A woman astride a large brown horse rode majestically through the crowd that evening, even as police and protesters prepared to square off in protests that would eventually descend into clouds of tear gas, flash grenades and open anger for justice.

Brianna Noble, 25, rode atop her gelding, Dapper Dan, fist held high, with a sign reading “Black Lives Matter” hanging next to her. Photos of Noble and Dapper Dan leading the crowd were described on social media as inspirational and led to a striking moment of hope during what's been a turbulent several days of protests.

Noble told KQED that was all part of the plan. Raised in the Bay Area and Oakland, a self-described horsewoman and owner of Mulatto Meadows ranch in Martinez, Noble talked to KQED's Joe Fitzgerald Rodriguez about the experience.

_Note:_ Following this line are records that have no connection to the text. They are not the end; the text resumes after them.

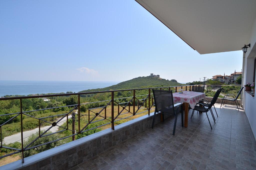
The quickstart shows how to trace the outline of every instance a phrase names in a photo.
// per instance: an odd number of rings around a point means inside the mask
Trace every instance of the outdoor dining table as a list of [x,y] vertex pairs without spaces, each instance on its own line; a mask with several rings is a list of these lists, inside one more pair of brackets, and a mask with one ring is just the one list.
[[185,107],[185,117],[184,126],[188,127],[188,109],[189,105],[192,109],[195,108],[196,103],[199,101],[203,99],[205,97],[204,93],[190,91],[184,91],[182,94],[177,92],[173,93],[173,102],[174,104],[178,103],[184,103]]

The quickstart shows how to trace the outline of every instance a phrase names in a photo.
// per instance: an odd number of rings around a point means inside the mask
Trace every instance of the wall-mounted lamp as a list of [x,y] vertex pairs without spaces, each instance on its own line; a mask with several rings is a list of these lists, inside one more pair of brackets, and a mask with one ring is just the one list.
[[[249,46],[249,47],[247,47],[247,46]],[[246,45],[244,44],[244,46],[242,48],[242,50],[243,50],[243,52],[245,53],[247,52],[247,48],[248,47],[251,47],[251,44],[249,44],[248,45]]]

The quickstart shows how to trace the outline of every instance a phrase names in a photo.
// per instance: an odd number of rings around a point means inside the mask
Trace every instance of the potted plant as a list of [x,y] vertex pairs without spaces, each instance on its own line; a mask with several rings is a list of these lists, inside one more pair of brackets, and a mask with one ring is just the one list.
[[247,84],[244,86],[245,87],[245,91],[251,91],[251,84],[249,83],[247,83]]
[[254,96],[254,94],[255,92],[255,85],[254,82],[251,85],[251,88],[252,89],[252,92],[251,93],[252,95]]

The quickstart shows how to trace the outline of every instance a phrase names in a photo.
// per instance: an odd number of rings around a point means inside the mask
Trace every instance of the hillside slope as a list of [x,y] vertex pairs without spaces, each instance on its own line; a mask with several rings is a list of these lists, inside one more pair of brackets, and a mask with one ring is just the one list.
[[153,77],[151,76],[139,77],[104,88],[89,89],[80,92],[108,91],[110,90],[138,88],[156,86],[173,86],[182,84],[179,83],[165,79]]

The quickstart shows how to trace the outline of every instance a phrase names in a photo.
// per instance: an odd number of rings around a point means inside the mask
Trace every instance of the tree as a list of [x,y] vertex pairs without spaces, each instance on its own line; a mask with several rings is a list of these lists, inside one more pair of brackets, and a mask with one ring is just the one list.
[[48,105],[42,99],[39,98],[33,98],[31,99],[32,106],[34,109],[38,110],[45,109]]
[[238,84],[242,84],[242,75],[240,75],[240,76],[237,79],[236,82],[237,82],[237,83]]
[[63,100],[63,102],[66,106],[77,104],[78,102],[77,96],[76,95],[72,95]]

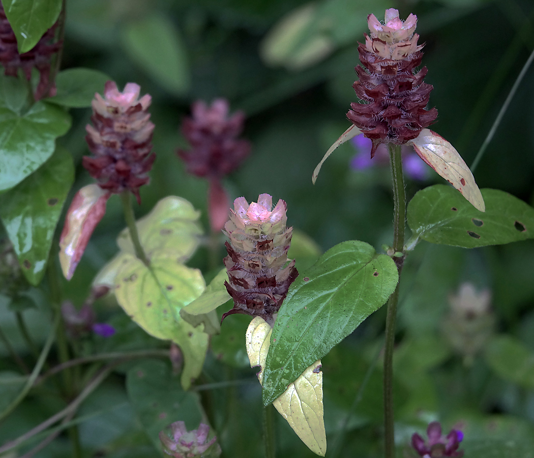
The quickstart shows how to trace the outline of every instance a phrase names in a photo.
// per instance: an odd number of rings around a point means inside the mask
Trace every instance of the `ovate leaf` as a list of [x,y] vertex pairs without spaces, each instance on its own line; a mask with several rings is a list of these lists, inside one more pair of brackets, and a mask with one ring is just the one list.
[[334,142],[334,144],[333,144],[328,149],[328,150],[326,152],[326,154],[325,154],[323,159],[321,159],[321,161],[317,164],[317,166],[315,168],[315,170],[313,170],[313,173],[311,175],[311,182],[313,183],[313,184],[315,184],[315,181],[317,179],[317,176],[319,175],[319,172],[321,170],[321,167],[323,167],[323,164],[324,164],[325,161],[326,160],[328,156],[334,152],[334,150],[340,145],[342,145],[345,142],[348,142],[351,138],[356,137],[356,135],[361,133],[362,131],[360,129],[353,124],[344,132],[343,132],[340,137]]
[[13,76],[0,75],[0,191],[9,189],[52,156],[56,138],[68,130],[62,108],[38,102],[24,110],[27,92]]
[[187,51],[176,26],[153,14],[128,24],[122,42],[132,59],[169,92],[181,95],[191,84]]
[[27,52],[58,20],[62,0],[3,0],[4,11],[17,36],[19,52]]
[[274,323],[265,363],[264,404],[272,402],[385,304],[398,281],[391,258],[357,240],[336,245],[301,272]]
[[64,70],[56,77],[57,94],[46,100],[69,107],[91,106],[95,94],[102,94],[106,82],[111,79],[105,73],[91,68]]
[[74,180],[68,151],[56,149],[36,172],[2,196],[0,218],[28,281],[44,274],[56,226]]
[[475,177],[452,145],[429,129],[423,129],[408,144],[412,144],[419,157],[458,189],[475,208],[484,211],[484,199]]
[[[258,379],[263,381],[265,358],[271,345],[271,327],[256,316],[247,329],[247,353],[250,367],[259,366]],[[323,372],[316,361],[273,402],[273,405],[302,441],[321,456],[326,453],[326,434],[323,420]]]
[[153,253],[150,269],[132,254],[125,254],[121,262],[115,280],[117,302],[149,334],[179,346],[184,360],[182,384],[189,389],[202,370],[208,335],[202,325],[193,328],[179,313],[204,290],[200,271],[166,252]]
[[59,238],[59,262],[68,280],[74,274],[95,228],[106,213],[109,195],[98,184],[89,184],[80,189],[70,203]]
[[[151,259],[155,251],[166,252],[182,262],[187,261],[200,243],[202,229],[198,223],[200,212],[191,203],[174,196],[160,200],[152,211],[136,224],[145,253]],[[134,254],[134,245],[128,228],[117,238],[122,251]]]
[[475,248],[534,238],[534,208],[497,189],[483,189],[486,211],[479,211],[453,189],[436,184],[408,204],[408,224],[432,243]]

This interview has been edited for clarity and brevity.

Brianna Noble said she's heard from people from around the world, including Australia, Canada, and the United Kingdom, who have seen photos of her riding her horse Dapper Dan.
Brianna Noble said she's heard from people from around the world, including Australia, Canada and the United Kingdom, who have seen photos of her riding her horse Dapper Dan. (Beth LaBerge/KQED)

Joe Fitzgerald Rodriguez: What do you think of the reaction to you and Dapper Dan?

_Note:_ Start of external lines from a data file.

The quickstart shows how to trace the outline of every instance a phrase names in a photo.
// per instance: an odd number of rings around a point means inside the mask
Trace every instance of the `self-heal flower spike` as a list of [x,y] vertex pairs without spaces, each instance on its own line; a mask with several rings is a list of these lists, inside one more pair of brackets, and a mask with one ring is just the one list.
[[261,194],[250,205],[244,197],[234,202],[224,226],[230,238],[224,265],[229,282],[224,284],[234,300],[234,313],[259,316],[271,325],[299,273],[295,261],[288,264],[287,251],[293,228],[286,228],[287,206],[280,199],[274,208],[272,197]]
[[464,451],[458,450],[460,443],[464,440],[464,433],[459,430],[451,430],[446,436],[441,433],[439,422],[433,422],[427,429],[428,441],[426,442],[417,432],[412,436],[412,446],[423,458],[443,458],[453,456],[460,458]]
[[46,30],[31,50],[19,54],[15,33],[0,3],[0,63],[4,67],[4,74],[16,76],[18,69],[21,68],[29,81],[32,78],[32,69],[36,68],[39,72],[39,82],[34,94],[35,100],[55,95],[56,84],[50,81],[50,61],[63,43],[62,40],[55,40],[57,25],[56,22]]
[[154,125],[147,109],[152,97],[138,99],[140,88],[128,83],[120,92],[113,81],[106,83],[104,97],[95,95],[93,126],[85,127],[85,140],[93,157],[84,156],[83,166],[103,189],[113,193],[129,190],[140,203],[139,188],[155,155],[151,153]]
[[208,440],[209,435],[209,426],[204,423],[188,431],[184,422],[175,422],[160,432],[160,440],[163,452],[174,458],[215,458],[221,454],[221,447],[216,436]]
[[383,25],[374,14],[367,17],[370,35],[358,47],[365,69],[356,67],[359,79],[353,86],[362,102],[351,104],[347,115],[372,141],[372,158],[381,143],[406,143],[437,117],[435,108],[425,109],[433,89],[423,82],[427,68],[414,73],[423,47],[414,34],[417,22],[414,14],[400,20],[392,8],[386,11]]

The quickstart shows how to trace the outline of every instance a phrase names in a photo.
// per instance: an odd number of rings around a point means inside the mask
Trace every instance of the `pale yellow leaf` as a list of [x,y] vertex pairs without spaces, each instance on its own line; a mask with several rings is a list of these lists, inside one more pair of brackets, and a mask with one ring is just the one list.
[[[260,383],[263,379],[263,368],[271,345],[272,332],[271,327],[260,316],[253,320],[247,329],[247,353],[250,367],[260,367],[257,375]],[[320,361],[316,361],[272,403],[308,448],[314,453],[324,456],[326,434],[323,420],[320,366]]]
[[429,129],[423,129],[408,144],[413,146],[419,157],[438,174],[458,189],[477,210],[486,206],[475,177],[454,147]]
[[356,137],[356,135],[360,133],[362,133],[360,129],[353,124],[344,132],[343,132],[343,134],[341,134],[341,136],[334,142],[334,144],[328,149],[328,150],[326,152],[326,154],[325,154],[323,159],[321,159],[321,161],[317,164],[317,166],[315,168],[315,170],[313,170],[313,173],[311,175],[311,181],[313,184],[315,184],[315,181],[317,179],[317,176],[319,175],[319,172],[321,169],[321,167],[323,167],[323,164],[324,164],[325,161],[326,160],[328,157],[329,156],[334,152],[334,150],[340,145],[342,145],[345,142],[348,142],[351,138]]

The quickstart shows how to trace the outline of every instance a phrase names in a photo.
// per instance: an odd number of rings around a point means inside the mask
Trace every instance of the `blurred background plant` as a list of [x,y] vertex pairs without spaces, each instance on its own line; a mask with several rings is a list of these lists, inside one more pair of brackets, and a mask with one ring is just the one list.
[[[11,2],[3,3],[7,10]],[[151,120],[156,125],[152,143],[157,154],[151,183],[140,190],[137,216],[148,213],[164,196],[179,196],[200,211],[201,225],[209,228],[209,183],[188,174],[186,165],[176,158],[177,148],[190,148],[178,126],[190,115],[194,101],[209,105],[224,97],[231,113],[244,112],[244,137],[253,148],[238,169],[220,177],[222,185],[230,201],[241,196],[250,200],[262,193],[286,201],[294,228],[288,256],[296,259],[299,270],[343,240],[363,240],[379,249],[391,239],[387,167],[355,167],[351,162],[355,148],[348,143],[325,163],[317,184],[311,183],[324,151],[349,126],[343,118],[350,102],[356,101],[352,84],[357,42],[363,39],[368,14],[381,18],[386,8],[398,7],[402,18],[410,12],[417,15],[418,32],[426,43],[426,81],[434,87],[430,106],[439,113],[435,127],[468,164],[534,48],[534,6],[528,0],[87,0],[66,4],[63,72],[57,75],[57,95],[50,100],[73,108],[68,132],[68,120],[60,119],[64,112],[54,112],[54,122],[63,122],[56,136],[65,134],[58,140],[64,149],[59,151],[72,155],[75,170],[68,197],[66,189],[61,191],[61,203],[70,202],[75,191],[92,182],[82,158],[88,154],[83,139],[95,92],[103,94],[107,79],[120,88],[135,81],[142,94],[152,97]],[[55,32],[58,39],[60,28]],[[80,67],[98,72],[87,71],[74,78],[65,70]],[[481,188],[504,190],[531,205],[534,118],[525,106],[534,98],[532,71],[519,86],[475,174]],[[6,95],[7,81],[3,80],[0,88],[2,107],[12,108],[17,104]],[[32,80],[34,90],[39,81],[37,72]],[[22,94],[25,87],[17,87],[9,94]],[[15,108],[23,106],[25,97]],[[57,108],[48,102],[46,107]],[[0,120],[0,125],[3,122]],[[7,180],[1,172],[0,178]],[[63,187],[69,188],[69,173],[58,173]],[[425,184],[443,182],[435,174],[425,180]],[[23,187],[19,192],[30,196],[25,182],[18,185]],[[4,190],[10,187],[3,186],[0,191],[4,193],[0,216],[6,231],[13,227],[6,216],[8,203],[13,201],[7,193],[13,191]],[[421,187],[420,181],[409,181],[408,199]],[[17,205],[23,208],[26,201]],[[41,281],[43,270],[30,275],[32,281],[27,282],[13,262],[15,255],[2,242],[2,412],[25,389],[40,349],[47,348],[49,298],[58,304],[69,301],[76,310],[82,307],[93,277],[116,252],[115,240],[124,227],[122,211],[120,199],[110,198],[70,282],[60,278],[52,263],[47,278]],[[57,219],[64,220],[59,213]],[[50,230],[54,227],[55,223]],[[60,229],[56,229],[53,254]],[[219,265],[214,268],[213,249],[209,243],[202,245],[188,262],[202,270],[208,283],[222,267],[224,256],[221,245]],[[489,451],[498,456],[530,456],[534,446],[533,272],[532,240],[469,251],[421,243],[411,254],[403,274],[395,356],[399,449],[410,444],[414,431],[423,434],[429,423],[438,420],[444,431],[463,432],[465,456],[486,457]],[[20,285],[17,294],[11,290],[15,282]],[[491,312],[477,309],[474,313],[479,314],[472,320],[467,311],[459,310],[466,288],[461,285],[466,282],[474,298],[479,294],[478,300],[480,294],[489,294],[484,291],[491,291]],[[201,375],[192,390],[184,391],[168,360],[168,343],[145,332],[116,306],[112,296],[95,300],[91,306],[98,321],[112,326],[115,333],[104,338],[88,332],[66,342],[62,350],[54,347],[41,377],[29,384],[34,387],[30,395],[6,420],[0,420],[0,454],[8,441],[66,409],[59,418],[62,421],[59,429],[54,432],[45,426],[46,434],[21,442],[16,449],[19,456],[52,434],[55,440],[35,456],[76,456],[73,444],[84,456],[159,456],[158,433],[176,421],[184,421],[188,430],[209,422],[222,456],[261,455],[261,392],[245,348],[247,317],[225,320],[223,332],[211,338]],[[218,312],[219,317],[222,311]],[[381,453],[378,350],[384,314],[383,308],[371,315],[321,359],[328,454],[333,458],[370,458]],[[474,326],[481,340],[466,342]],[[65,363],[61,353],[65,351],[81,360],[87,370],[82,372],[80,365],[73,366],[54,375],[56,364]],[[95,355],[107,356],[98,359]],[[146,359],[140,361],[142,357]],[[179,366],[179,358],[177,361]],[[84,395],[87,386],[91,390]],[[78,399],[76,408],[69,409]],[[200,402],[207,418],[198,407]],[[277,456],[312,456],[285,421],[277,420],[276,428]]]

Brianna Noble: I decided to take my horse out to the protest to kind of change the narrative of what's going on. I wanted to give the media something positive. A good, bright, positive image to focus on, as opposed to some of the destruction.

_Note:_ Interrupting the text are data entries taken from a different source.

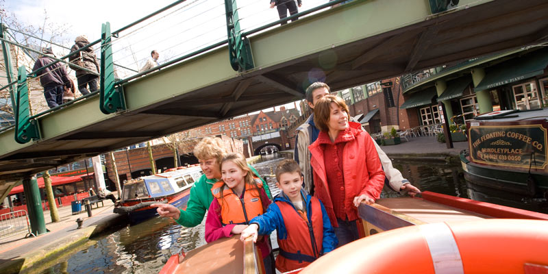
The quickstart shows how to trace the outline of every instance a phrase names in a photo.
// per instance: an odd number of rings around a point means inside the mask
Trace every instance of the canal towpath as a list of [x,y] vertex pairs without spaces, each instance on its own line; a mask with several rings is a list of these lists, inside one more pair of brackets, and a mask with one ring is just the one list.
[[[445,143],[438,142],[434,136],[408,138],[401,144],[382,146],[381,148],[393,159],[447,160],[456,158],[460,151],[468,147],[467,142],[454,142],[454,148],[447,149]],[[27,272],[38,264],[40,269],[54,264],[67,253],[82,249],[84,245],[92,245],[90,238],[112,226],[123,223],[120,215],[112,213],[114,203],[105,200],[104,206],[94,208],[88,218],[85,210],[72,214],[70,206],[58,208],[60,221],[51,223],[49,211],[44,212],[48,233],[38,237],[24,238],[25,234],[0,240],[0,274]],[[76,219],[82,218],[82,229],[77,229]]]
[[391,159],[439,160],[458,158],[462,149],[468,149],[468,142],[453,142],[453,148],[447,149],[445,142],[438,142],[434,136],[408,137],[401,143],[382,146],[381,149]]
[[[21,234],[0,240],[0,274],[24,273],[38,264],[42,269],[48,262],[53,263],[55,259],[89,244],[92,236],[123,224],[123,216],[112,212],[112,201],[107,199],[98,208],[93,206],[91,217],[88,217],[84,208],[79,214],[73,214],[70,205],[60,207],[60,220],[57,223],[51,222],[49,210],[45,211],[47,233],[28,238]],[[77,228],[78,218],[84,219],[80,229]]]

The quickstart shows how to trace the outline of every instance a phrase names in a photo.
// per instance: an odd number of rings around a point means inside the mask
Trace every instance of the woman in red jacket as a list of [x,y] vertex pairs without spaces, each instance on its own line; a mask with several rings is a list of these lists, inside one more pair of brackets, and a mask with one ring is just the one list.
[[384,184],[379,155],[369,134],[349,122],[345,101],[326,95],[314,107],[321,132],[308,149],[314,171],[315,196],[325,206],[340,247],[359,237],[358,206],[373,203]]

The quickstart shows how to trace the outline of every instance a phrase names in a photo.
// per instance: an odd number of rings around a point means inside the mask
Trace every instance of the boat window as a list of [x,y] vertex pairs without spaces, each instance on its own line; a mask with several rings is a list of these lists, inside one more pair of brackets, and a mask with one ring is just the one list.
[[123,193],[122,194],[124,200],[130,200],[136,198],[147,198],[149,192],[145,187],[143,182],[131,184],[124,186]]
[[173,189],[171,188],[171,186],[169,185],[169,182],[167,182],[167,180],[160,181],[160,184],[162,185],[162,188],[164,188],[164,191],[166,192],[173,191]]
[[158,184],[158,182],[149,182],[149,188],[150,188],[150,194],[151,195],[162,192],[162,188],[160,188],[160,185]]
[[175,179],[175,183],[177,183],[177,185],[179,188],[182,188],[185,185],[186,185],[186,183],[184,182],[184,179],[183,179],[183,177],[179,177],[179,178]]
[[190,174],[187,174],[187,175],[184,175],[184,179],[186,179],[186,182],[188,184],[194,183],[194,179],[192,178],[192,176],[190,176]]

But I did not realize that this was something that was going to go across the country, across the world. I have people reaching out to me from Australia, from Canada, from the UK.

Brianna Noble rode among demonstrators marching on Broadway in Oakland on May 29, 2020, during a protest over the Minneapolis police killing of George Floyd.
Brianna Noble rode among demonstrators marching on Broadway in Oakland on May 29, 2020, during a protest over the Minneapolis police killing of George Floyd. (Beth LaBerge/KQED)

What is the change you rode Dapper Dan to call attention to?

I think that this is bigger than just one specific issue and one death. People are angry about what's happened, and we need to change an entire criminal justice system.

Brianna Noble, owner of Mulatto Meadows ranch in Martinez, said she brought her horse Dapper Dan because she wanted to offer a "good, bright, positive image to focus on, as opposed to some of the destruction," during protests over the Minneapolis police killing of George Floyd.
Brianna Noble, owner of Mulatto Meadows ranch in Martinez, said she brought her horse, Dapper Dan, because she wanted to offer a "good, bright, positive image to focus on, as opposed to some of the destruction," during protests over the Minneapolis police killing of George Floyd. (Beth LaBerge/KQED)

What do you think it is about the image of someone atop a horse, and particularly in this moment, a black woman atop a horse, that can be so inspiring?

Their size, their size alone. My horse, Dapper Dan, is huge. He is a 17-hand horse. He weighs about 1,800 pounds. So he is actually much larger than most of the everyday horses that you'll see around. Couple that with the fact that you don't actually see too many black people — let alone black women — riding, at least not here in California. It's something that turns heads wherever I go.

It used to really bother me because it's dominated by white people riding horses in general, especially here in California, and I always felt like I stood out. Everywhere I go, it's like I'm the one yellow flower among the field of red roses, you know?

Brianna Noble and her horse Dapper Dan were among demonstrators marching on Broadway in Oakland on May 29, 2020, during a protest over the Minneapolis police killing of George Floyd.
Brianna Noble and her horse Dapper Dan were among demonstrators marching on Broadway in Oakland on May 29, 2020, during a protest over the Minneapolis police killing of George Floyd. (Beth LaBerge/KQED)

Tell us about Dapper Dan. How could he handle the crowd so well?

I get horses that are generally older. They've kind of fallen through the cracks. I do feral horses, I do wild horses, horses that have never been touched, and I train them. So we go out, we do parades, we go do different trail rides.

Dapper Dan is a horse that I picked up to do just that with. I picked him up for $500, which is really, really cheap because he was a very difficult-to-handle animal.

Then I got him and I was like, what did I get myself into? He was just so awful — and I cried. He was a very, very hard-to-handle horse.

I never in my wildest dreams imagined that he would turn into the horse that he is today. He went from just kind of a horse that I got stuck with to, you know, really showing his true colors. And now he's my partner that has my back.